Olehnya itu, guru selaku pendidik sudah selayaknya melakukan penguatan karakter dengan senantiasa menasihati, membimbing dan mengarahkan anak didiknya agar memiliki kepribadain yang luhur.
Di samping itu, guru adalah aspek penting dalam melakukan penyebaran ilmu. Untuk itu tidak berlebihan apabila anak didik bersikap hormat dan patuh pada aturan guru. Sebagaimana Imam Ahmad meriwayatkan hadis mengenai bagaimana Rasulullah mendidik para sahabat agar memberikan hak dan penghormatan kepada guru. Sabda Rasulullah, “Bukanlah dikalangan umatku mereka yang tidak memuliakan orang yang lebih tua, mereka yang tidak menyayangi anak-anak kecil, dan mereka yang tidak memberikan hak kepada guru kami. (HR Ahmad)
Hadis tersebut menyiratkan bahwa mereka para guru mesti diperlakukan sesuai dengan haknya. Sikap dan tutur kata yang baik merupakan kewajiban yang tidak boleh diabaikan bagi seorang murid.
Tak hanya itu, sikap murid yang buruk pada gurunya mampu menghilangkan keberkahan ilmunya. Hal itu sebagaimana DR. Umar As-Sufyani Hafidzohullah mengatatkan, “Jika seorang murid berakhlak buruk kepada gurunya maka akan menimbulkan dampak yang buruk pula, hilangnya berkah dari ilmu yang didapat, tidak dapat mengamalkan ilmunya, atau tidak dapat menyebarkan ilmunya. Itu semua contoh dari dampak buruk.”

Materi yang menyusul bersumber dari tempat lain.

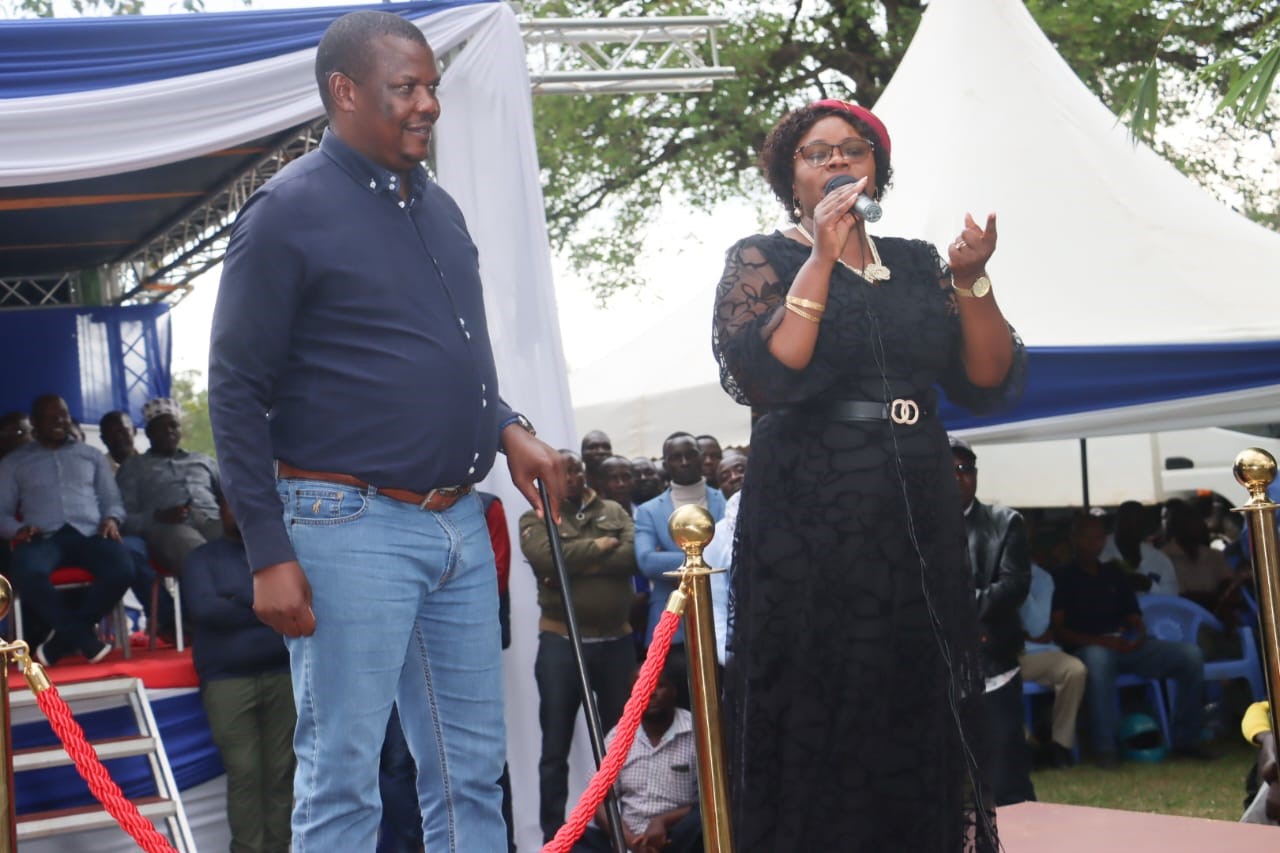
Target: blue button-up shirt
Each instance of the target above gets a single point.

Ditambah lagi yang diriwayatkan oleh Al-Imam Baihaqi, Umar bin Khattab mengatakan, “Tawadhulah kalian terhadap orang yang mengajari kalian”. Pun akhlak yang luar biasa yang pernah dicontohkan sahabat Rasulullah. Hal itu sebagaimana Abu Ubaid Al Qosim bin Salam berkata, “Aku tidak pernah sekalipun mengetuk pintu rumah seorang dari guruku, karena Allah berfirman dalam surah Al-Hujurat ayat 5 yang artinya, “Dan sekiranya mereka bersabar sampai engkau keluar menemui mereka, tentu akan lebih baik bagi mereka.”
Sungguh betapa mulia akhlak mereka para teladan umat terdahulu. Maka tidak heran, jika mereka dapat menjadi ulama besar. Dari itu, sungguh keberkahan ilmu mereka merupakan buah dari akhlak mulia terhadap para gurunya.
Dengan demikian, seyogianya anak didik berlaku hormat terhadap gurunya. Pun orang tua/wali siswa tak berlebihan jika menunjukkan bentuk terima kasih kepada guru bagi anak-anaknya yang telah membantu mendidik anaknya di sekolah. Wallahu a’lam.